A Sucessão do Patrimônio Digital: Análise do Vácuo Legislativo e das Propostas de Regulamentação

A crescente digitalização da vida social e econômica evidencia a inadequação da legislação sucessória atual, impulsionando a tramitação de Projetos de Lei que visam disciplinar a transmissão causa mortis de bens e dados virtuais.

Roberto Carlos Jr.

9/4/20253 min read

O Patrimônio Intangível e o Direito Sucessório

O instituto da herança, tradicionalmente associado à transmissão de bens corpóreos e tangíveis — como imóveis e veículos —, enfrenta um novo paradigma diante da consolidação de um vasto patrimônio digital. Este acervo, que inclui desde ativos de valor sentimental, como fotografias e perfis em redes sociais, até bens de valor econômico, como criptomoedas e milhas aéreas, carece de disciplina jurídica específica no ordenamento brasileiro.

Com o falecimento do titular, emerge uma complexa questão: a quem pertence o direito de acessar, gerenciar ou herdar esses bens digitais? A legislação sucessória vigente, concebida em um contexto pré-digital, não oferece respostas claras, criando um vácuo legislativo que resulta em insegurança jurídica para herdeiros e sobrecarrega o Poder Judiciário com litígios de crescente complexidade.

O Vácuo Legislativo e o Conflito de Interesses

Na ausência de uma lei específica, a sucessão de bens digitais é marcada por um conflito central. De um lado, posicionam-se os herdeiros, que invocam o direito à herança para preservar a memória do falecido ou para administrar ativos de valor econômico. De outro, as empresas de tecnologia, que, amparadas por seus termos de serviço, frequentemente preveem o encerramento da conta com o óbito do usuário, argumentando em favor da proteção à privacidade do titular e de terceiros.

Essa antinomia de interesses tem levado à judicialização da matéria, com decisões judiciais divergentes que buscam ponderar, caso a caso, o direito à sucessão frente aos direitos da personalidade do falecido, como a privacidade e a intimidade.

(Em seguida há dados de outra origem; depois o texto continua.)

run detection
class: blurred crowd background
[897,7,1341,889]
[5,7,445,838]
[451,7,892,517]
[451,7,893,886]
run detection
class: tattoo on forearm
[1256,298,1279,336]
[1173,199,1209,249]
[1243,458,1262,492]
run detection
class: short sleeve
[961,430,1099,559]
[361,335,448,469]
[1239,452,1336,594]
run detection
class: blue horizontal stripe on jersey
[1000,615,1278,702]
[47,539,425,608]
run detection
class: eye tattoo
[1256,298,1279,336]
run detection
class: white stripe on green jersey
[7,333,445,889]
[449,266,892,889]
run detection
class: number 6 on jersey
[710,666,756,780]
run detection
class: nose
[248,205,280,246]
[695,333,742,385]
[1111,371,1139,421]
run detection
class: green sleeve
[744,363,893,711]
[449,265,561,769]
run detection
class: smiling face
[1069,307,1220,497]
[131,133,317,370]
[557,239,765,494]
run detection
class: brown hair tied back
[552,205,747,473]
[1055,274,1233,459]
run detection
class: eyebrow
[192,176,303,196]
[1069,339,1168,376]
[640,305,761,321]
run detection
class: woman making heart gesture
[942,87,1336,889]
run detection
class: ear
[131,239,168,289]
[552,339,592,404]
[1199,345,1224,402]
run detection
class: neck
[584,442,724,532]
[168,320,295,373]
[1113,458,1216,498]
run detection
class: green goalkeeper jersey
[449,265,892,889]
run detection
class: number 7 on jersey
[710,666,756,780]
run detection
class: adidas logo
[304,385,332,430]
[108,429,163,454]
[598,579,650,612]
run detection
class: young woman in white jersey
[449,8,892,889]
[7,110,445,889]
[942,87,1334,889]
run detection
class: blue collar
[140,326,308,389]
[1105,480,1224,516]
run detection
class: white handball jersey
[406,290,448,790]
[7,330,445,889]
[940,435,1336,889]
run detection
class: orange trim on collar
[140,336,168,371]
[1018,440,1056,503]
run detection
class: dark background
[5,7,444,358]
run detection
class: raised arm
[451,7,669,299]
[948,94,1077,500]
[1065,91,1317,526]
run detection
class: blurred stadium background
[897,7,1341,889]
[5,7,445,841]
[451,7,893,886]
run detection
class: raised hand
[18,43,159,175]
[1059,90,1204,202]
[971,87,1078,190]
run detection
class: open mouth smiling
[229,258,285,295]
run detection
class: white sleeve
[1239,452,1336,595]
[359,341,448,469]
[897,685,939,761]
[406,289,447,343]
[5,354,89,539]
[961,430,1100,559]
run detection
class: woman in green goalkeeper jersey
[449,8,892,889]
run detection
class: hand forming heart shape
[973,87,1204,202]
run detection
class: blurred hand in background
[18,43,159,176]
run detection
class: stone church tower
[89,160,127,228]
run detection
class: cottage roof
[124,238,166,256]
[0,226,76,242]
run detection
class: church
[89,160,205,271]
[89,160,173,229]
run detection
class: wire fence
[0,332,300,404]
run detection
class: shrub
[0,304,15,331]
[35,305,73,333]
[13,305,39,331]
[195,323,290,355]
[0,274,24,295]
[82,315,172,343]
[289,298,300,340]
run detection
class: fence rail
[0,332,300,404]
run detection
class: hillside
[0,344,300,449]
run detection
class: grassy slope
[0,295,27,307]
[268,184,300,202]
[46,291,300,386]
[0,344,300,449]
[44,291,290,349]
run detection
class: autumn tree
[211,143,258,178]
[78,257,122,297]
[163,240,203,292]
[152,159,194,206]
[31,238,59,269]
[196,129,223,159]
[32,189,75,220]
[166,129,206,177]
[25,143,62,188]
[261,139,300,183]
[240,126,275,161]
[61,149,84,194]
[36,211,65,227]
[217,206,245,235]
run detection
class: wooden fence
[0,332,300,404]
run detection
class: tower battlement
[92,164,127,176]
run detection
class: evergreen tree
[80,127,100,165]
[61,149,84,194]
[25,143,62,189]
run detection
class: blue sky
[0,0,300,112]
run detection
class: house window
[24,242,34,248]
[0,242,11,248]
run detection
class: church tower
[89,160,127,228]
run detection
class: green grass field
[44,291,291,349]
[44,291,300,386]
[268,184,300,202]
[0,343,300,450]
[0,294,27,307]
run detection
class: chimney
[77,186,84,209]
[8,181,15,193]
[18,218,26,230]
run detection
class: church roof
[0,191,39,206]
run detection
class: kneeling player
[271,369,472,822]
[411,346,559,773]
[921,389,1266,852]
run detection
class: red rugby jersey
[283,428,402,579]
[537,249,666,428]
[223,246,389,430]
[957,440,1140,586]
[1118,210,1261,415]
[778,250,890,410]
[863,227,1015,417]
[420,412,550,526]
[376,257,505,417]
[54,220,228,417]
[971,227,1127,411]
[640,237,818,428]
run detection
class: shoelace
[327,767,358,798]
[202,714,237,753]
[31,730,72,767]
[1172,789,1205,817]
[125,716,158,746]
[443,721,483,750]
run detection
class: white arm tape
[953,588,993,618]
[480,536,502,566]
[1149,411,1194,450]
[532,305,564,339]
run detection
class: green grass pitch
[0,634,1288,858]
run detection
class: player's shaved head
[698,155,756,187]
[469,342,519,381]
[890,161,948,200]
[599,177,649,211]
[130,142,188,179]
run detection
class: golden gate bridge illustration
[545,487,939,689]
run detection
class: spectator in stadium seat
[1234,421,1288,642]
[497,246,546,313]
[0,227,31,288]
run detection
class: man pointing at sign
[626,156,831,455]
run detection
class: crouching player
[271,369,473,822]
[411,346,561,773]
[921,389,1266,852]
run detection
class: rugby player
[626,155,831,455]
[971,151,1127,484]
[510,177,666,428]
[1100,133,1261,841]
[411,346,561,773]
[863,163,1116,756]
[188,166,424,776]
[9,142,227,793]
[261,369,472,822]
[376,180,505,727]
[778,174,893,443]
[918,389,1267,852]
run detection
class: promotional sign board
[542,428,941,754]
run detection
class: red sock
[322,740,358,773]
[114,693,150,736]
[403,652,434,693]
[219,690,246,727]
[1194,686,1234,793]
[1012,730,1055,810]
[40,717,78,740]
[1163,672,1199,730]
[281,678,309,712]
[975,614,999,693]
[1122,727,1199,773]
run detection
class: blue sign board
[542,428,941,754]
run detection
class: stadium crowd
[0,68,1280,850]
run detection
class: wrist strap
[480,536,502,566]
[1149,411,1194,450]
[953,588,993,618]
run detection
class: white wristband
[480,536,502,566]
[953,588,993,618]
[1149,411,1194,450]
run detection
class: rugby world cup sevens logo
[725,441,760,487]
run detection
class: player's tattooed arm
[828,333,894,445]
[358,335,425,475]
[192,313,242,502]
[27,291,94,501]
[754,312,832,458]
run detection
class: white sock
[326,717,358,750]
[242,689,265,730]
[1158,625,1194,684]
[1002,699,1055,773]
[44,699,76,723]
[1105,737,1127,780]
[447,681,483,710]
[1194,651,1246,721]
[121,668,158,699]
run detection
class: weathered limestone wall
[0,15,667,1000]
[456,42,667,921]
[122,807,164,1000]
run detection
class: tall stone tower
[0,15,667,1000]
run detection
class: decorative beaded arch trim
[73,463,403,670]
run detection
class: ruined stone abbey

A Natureza Jurídica dos Bens Digitais para Fins Sucessórios

A doutrina jurídica tem proposto uma classificação para os bens digitais, a fim de orientar sua destinação sucessória, dividindo-os em duas categorias principais:

  • Bens de Valor Existencial ou Sentimental: Englobam acervos como fotografias, vídeos, e-mails e perfis em redes sociais, cujo valor primordial é afetivo e está ligado à memória e à personalidade do falecido. O debate jurídico nesta esfera concentra-se em determinar se o acesso irrestrito dos herdeiros poderia configurar uma violação à intimidade do de cujus.

  • Bens de Valor Patrimonial ou Econômico: Referem-se aos ativos digitais conversíveis em moeda, como criptomoedas (Bitcoin, etc.), NFTs, milhas aéreas, pontos em programas de fidelidade e saldos em contas digitais. Há um maior consenso jurídico de que tais bens integram o patrimônio econômico do falecido e, portanto, devem ser transmitidos aos herdeiros.

As Propostas Legislativas para a Regulamentação do Tema

Para solucionar o impasse, o Congresso Nacional analisa projetos de lei destinados a regulamentar a matéria. Destaca-se o Projeto de Lei nº 1.689, de 2021, que propõe a alteração do Código Civil para incluir, de forma expressa, os bens e as contas digitais no conceito de herança.

Os pontos centrais da proposta são:

  • Transmissibilidade como Regra: O projeto estabelece que perfis, contas e dados pessoais do falecido são, em regra, transmitidos aos herdeiros.

  • Faculdades do Sucessor: Ao herdeiro legal seria facultado optar pela manutenção e gerenciamento da conta, sua conversão em memorial ou a exclusão definitiva.

  • Prevalência da Vontade do Titular: O titular dos dados poderá, por meio de testamento, inclusive em formato digital com assinatura qualificada, dispor sobre o destino de seu legado. Essa manifestação de vontade prevalecerá sobre o direito do herdeiro.

  • Exclusão na Ausência de Herdeiros: Na inexistência de herdeiros ou disposição testamentária, o provedor de internet deverá promover a exclusão dos dados do falecido.

Conclusão

A regulamentação da herança digital é uma medida impositiva para a modernização do Direito Civil brasileiro, alinhando-o às realidades sociais e tecnológicas do século XXI. A aprovação de uma legislação específica trará segurança jurídica às relações sucessórias, delimitará as responsabilidades das plataformas digitais e, fundamentalmente, assegurará a autonomia do indivíduo para decidir sobre o destino de sua identidade e patrimônio digital.

Enquanto a matéria não é legislada, recomenda-se a adoção de medidas de planejamento sucessório, como a elaboração de testamento que contemple os ativos digitais, como forma de mitigar conflitos e garantir o cumprimento da vontade do titular.